シュリーマド・バーガヴァタム 2.9.29
節
bhagavac-chikṣitam ahaṁ
karavāṇi hy atandritaḥ
nehamānaḥ prajā-sargaṁ
badhyeyaṁ yad-anugrahāt
karavāṇi hy atandritaḥ
nehamānaḥ prajā-sargaṁ
badhyeyaṁ yad-anugrahāt
訳語
bhagavat — 人格神によって; śikṣitam — 教わって; aham — 私自身; karavāṇi — 活動することによって; hi — 確かに; atandritaḥ — 〜の手段になって; na — 決して; ihamānaḥ — 活動しているにもかかわらず; prajā-sargam — 生命体の創生; badhyeyam — 束縛されて; yat — 実際のところ; anugrahāt — 〜の慈悲によって
翻訳
人格神の教えによってその事を理解し、そして生命体を創生するために、その活動に束縛されずに、あなたの手となって活動ができるように、どうか教えを授けてください。
解説
ブラフマージーは自分の知識の力に頼り、ブラフマージーは自らの知識力に頼って、物質的な束縛の制限を受けてしまう思索家にはなりたくありませんでした。

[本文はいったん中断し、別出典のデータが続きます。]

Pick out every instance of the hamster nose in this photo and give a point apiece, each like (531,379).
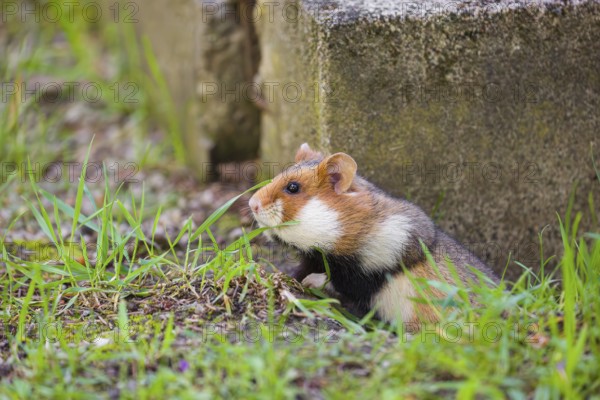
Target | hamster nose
(254,204)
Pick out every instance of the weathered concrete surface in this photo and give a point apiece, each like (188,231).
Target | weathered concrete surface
(208,53)
(490,112)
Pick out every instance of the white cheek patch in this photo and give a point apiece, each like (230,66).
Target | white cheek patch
(318,225)
(393,302)
(386,244)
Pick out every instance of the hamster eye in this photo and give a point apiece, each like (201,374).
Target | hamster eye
(292,187)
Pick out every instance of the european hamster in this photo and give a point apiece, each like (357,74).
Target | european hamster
(368,237)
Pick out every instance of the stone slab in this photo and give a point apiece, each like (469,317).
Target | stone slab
(484,113)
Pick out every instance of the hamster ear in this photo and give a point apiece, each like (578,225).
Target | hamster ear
(305,153)
(340,169)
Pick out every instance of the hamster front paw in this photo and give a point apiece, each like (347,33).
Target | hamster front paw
(315,281)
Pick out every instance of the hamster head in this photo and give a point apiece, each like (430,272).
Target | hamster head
(314,193)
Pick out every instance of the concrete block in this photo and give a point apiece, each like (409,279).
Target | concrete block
(208,53)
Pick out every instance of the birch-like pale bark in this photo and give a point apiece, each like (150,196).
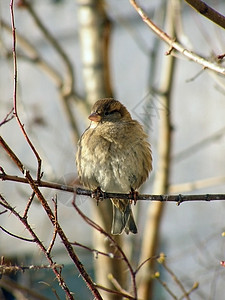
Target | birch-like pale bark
(154,215)
(94,34)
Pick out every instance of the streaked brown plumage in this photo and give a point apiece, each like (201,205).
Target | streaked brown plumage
(114,154)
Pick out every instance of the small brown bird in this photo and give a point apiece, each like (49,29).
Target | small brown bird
(114,155)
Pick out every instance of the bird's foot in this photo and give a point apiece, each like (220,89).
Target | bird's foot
(133,196)
(98,195)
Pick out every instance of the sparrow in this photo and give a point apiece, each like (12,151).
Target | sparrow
(114,155)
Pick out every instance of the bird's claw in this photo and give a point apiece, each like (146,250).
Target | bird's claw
(98,195)
(133,196)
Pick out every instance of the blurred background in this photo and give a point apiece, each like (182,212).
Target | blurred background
(62,71)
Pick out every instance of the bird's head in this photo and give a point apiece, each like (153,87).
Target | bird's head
(109,110)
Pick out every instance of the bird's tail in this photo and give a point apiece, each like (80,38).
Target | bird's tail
(123,219)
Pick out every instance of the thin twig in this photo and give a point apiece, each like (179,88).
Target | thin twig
(7,118)
(179,199)
(55,227)
(9,268)
(24,221)
(15,112)
(120,294)
(28,205)
(166,288)
(172,43)
(16,236)
(208,12)
(95,251)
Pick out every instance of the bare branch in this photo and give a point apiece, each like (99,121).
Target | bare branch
(7,118)
(16,236)
(140,197)
(173,44)
(15,92)
(207,12)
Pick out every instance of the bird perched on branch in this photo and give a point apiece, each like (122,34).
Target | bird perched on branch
(115,156)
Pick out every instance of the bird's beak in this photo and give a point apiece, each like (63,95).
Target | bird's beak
(95,117)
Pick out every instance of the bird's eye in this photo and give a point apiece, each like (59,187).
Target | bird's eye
(106,113)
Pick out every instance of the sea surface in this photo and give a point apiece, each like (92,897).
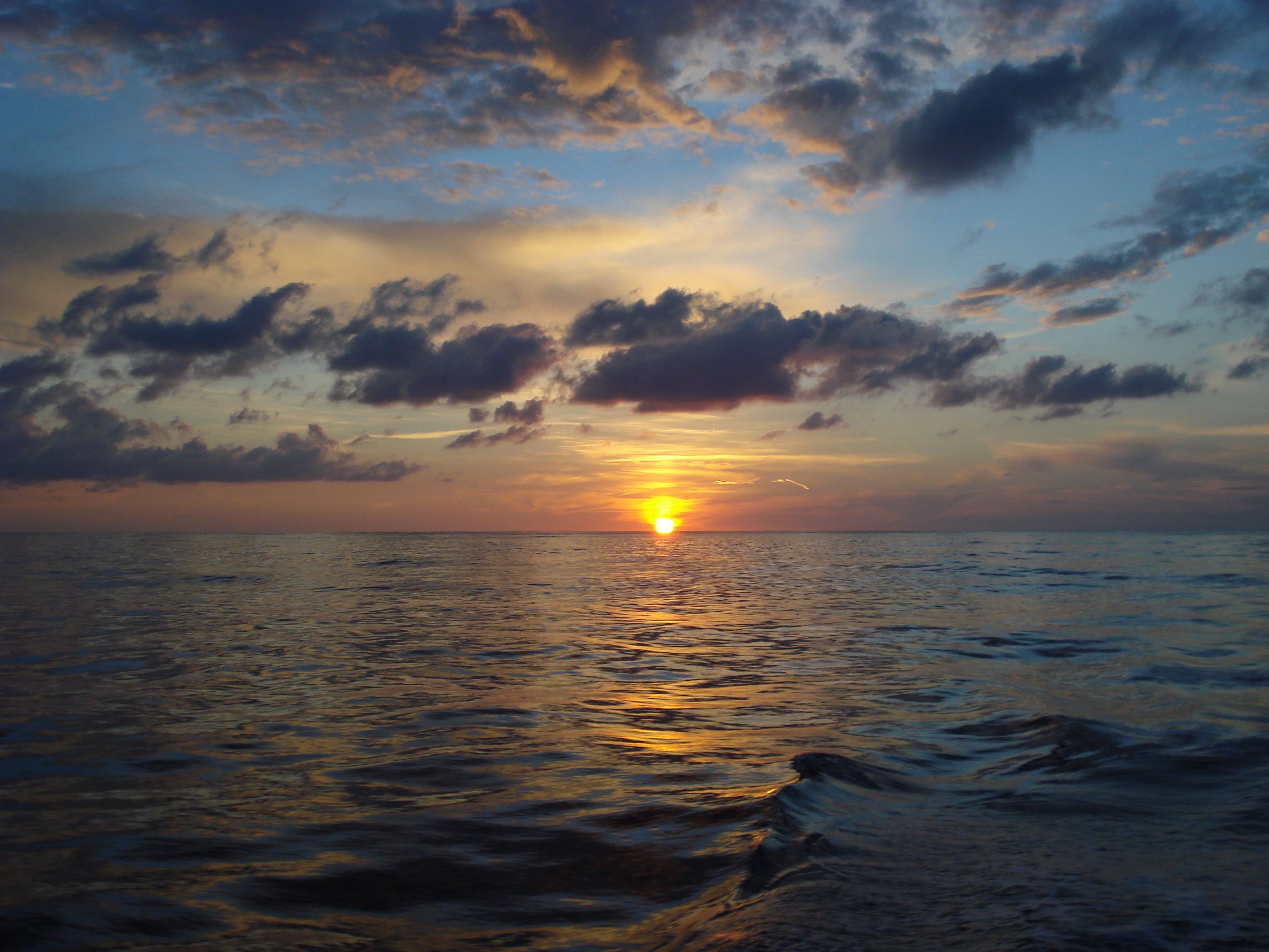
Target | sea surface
(621,742)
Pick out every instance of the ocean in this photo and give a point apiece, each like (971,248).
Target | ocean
(620,742)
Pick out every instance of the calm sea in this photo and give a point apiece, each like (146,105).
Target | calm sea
(618,742)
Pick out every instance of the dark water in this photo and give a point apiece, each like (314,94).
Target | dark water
(733,742)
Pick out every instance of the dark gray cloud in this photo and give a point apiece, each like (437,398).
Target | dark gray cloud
(248,416)
(1249,367)
(165,352)
(752,352)
(148,254)
(145,254)
(1245,300)
(403,365)
(984,127)
(1189,212)
(819,422)
(1061,390)
(525,426)
(1087,311)
(388,352)
(28,371)
(613,321)
(97,444)
(532,413)
(438,75)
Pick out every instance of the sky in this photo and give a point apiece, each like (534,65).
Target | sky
(558,266)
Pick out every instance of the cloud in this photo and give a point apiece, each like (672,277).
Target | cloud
(1249,367)
(984,127)
(97,444)
(148,254)
(531,413)
(388,352)
(611,321)
(819,422)
(752,352)
(26,372)
(167,352)
(1088,311)
(523,428)
(403,365)
(358,82)
(372,75)
(1062,390)
(248,416)
(1191,212)
(145,254)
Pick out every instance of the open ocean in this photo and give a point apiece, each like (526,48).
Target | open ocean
(620,742)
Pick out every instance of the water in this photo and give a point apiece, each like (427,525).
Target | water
(715,742)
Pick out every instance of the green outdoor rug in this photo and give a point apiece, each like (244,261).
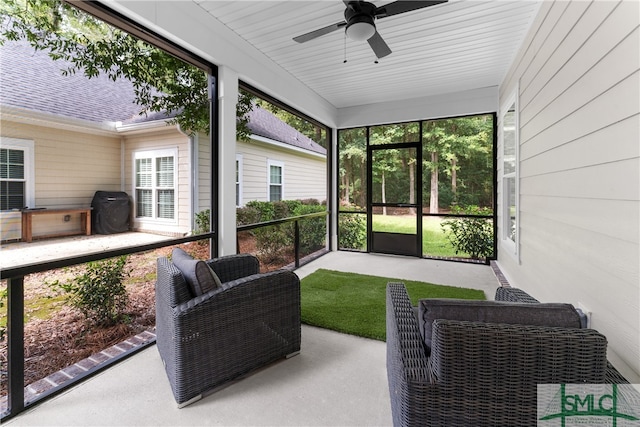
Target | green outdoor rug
(356,304)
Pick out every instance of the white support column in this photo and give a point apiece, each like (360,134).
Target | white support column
(227,100)
(333,182)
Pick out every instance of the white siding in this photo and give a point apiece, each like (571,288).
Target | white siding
(304,175)
(578,79)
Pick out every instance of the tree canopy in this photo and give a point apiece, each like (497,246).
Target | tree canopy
(457,164)
(162,82)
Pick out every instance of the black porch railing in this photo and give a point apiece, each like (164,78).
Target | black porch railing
(14,276)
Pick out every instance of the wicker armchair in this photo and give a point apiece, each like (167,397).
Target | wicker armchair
(480,374)
(248,322)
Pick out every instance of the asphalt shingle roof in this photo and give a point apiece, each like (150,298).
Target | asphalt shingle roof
(32,80)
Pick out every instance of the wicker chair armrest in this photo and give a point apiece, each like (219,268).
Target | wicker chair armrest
(232,267)
(496,356)
(505,293)
(405,349)
(251,292)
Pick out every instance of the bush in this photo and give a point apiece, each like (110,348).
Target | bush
(473,236)
(274,242)
(352,230)
(99,293)
(313,231)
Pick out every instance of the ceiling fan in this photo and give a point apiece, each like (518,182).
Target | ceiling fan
(359,20)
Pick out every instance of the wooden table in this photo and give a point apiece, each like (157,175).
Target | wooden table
(27,222)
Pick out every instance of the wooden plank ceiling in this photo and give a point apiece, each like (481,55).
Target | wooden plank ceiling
(450,47)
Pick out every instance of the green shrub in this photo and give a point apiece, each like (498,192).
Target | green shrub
(203,223)
(99,293)
(273,243)
(473,236)
(313,231)
(352,230)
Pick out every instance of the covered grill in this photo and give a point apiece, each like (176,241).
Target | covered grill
(111,212)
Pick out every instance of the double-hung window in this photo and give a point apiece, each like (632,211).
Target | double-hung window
(155,184)
(16,174)
(276,180)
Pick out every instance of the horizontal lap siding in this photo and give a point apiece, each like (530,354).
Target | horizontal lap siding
(204,172)
(167,138)
(69,168)
(578,76)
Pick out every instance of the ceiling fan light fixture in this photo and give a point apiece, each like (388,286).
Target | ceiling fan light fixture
(361,28)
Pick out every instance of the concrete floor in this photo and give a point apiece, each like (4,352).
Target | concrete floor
(15,254)
(337,380)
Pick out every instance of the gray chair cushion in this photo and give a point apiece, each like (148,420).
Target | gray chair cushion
(199,276)
(547,314)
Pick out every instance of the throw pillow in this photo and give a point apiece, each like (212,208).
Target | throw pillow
(199,276)
(547,314)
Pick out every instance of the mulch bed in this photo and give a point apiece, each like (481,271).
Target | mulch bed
(64,337)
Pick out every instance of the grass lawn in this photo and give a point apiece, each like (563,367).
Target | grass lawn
(356,304)
(434,240)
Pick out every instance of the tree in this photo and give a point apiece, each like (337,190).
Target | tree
(353,159)
(162,82)
(448,145)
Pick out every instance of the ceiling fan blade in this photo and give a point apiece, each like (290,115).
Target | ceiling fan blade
(398,7)
(379,46)
(319,32)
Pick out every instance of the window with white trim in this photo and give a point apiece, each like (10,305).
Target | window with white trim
(17,178)
(510,174)
(155,184)
(275,171)
(239,180)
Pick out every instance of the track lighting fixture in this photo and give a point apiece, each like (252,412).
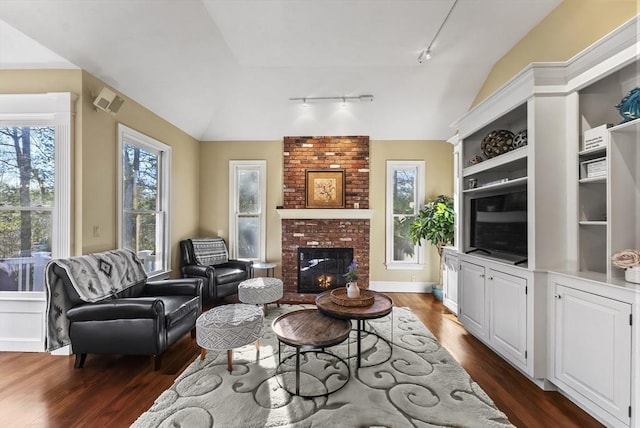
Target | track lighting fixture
(343,100)
(425,54)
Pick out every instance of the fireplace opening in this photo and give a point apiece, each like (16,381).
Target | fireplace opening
(321,269)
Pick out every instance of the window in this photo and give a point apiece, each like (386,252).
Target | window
(405,195)
(35,143)
(247,200)
(143,194)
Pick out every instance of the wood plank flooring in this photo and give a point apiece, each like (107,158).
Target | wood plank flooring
(41,390)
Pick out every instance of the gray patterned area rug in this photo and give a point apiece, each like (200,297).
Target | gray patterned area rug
(417,383)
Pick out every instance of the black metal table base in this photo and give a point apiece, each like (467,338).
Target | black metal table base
(361,328)
(297,355)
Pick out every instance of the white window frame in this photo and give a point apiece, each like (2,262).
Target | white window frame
(234,167)
(130,136)
(56,110)
(419,197)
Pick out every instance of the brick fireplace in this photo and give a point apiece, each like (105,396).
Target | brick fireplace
(343,227)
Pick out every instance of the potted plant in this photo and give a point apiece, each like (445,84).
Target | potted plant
(434,223)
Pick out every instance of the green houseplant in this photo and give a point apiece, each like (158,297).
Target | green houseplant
(434,223)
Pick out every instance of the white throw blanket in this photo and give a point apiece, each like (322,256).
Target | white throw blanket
(94,277)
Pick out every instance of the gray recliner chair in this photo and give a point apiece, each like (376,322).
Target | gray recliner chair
(207,258)
(102,303)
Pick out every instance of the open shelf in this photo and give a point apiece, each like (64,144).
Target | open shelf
(507,184)
(593,152)
(631,127)
(515,159)
(602,179)
(592,223)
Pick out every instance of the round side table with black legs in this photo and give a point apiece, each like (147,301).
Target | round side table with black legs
(311,332)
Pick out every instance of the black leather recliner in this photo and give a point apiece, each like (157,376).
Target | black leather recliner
(221,278)
(144,319)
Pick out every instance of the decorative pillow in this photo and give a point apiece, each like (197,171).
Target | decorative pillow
(210,251)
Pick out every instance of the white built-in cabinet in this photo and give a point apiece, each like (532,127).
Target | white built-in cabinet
(473,302)
(592,357)
(563,314)
(493,307)
(450,268)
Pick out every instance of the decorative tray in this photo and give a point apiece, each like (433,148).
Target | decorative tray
(339,297)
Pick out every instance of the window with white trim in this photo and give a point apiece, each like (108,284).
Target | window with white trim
(143,198)
(247,202)
(405,192)
(35,183)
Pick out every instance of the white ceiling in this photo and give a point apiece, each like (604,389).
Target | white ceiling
(225,69)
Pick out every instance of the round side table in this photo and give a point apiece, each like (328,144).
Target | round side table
(268,266)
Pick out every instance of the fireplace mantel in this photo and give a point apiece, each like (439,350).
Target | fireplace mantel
(325,213)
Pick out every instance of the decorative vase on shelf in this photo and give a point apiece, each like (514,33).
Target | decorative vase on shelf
(353,292)
(632,274)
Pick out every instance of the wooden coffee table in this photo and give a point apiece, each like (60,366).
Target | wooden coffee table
(382,306)
(308,330)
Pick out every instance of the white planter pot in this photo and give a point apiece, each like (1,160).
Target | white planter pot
(632,274)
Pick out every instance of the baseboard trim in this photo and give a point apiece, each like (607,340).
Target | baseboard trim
(400,287)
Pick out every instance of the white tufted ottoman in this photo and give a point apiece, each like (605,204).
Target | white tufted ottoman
(227,327)
(260,291)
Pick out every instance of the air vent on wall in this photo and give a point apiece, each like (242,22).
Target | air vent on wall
(108,100)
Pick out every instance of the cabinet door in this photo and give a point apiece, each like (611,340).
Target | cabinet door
(593,348)
(508,315)
(472,298)
(450,282)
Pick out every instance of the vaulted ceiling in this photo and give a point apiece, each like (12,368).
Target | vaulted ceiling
(225,69)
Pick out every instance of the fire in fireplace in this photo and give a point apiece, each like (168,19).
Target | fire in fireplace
(321,269)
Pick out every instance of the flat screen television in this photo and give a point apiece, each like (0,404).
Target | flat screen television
(499,223)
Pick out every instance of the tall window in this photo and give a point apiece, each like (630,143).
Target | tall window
(405,196)
(144,198)
(35,143)
(248,196)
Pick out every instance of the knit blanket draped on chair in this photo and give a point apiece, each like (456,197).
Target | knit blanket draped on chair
(210,251)
(94,277)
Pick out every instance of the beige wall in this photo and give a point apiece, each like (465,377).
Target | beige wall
(94,158)
(98,163)
(214,193)
(438,157)
(567,30)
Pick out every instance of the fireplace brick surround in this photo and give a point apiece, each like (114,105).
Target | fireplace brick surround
(350,154)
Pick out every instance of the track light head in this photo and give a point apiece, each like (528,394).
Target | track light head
(425,55)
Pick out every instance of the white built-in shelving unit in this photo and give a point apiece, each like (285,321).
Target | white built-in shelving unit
(567,313)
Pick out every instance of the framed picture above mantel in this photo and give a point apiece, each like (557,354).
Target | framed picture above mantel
(325,188)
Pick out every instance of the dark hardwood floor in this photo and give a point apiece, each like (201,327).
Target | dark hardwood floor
(40,390)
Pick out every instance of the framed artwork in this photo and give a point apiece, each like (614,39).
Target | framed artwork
(325,188)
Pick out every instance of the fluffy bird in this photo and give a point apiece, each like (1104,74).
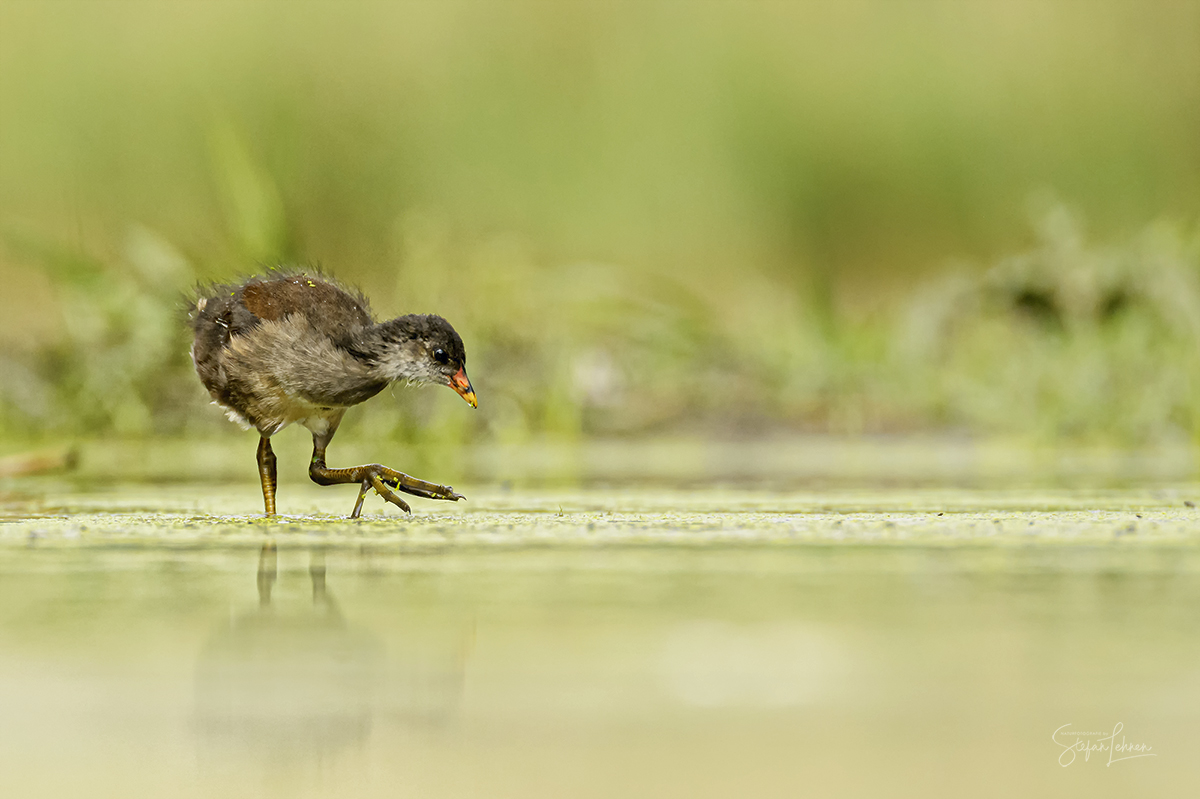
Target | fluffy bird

どんな活動を行う際にも、私たちは道具にしか過ぎない、ということを誰もがはっきりと認識するべきです。束縛された魂は外的エネルギー、グナマイー・マーヤー、すなわち主の幻想エネルギーの手中の道具であり、解放された段階の生命体は、人格神の意志に直接従う道具なのです。主の直接の意志の道具になるのは、生命体の自然な本来の立場である一方、主の幻想エネルギーの手の内の道具になるのは、生命体にとって物質的な束縛です。その束縛された状態で、生命体は絶対真理とその様々な活動についてあれこれと思索します。しかし束縛されていない段階の生命体は主から直接知識を授かり、そのような解放された魂は思索にふけることなく、完璧に行動します。主への超越的な愛情奉仕を常に行っている純粋な献身者は、主から直接助言を受け、それゆえ献身者はふるさとである神の元へと帰る道において揺るぎない進歩を遂げると、『バガヴァッド・ギーター』(10-10•11)は明言しています。そのため主の純粋な献身者は自身の確実な進歩に傲慢になることはありません。それに対し、献身者ではない思索家は幻想エネルギーの闇の中におり、明確な道もない思索を元にした自らの間違った知識を鼻にかけます。主ブラフマーは宇宙における最高位の立場に就きながらも、そのような自惚れの落とし穴にはまることは避けたいと望んだのです。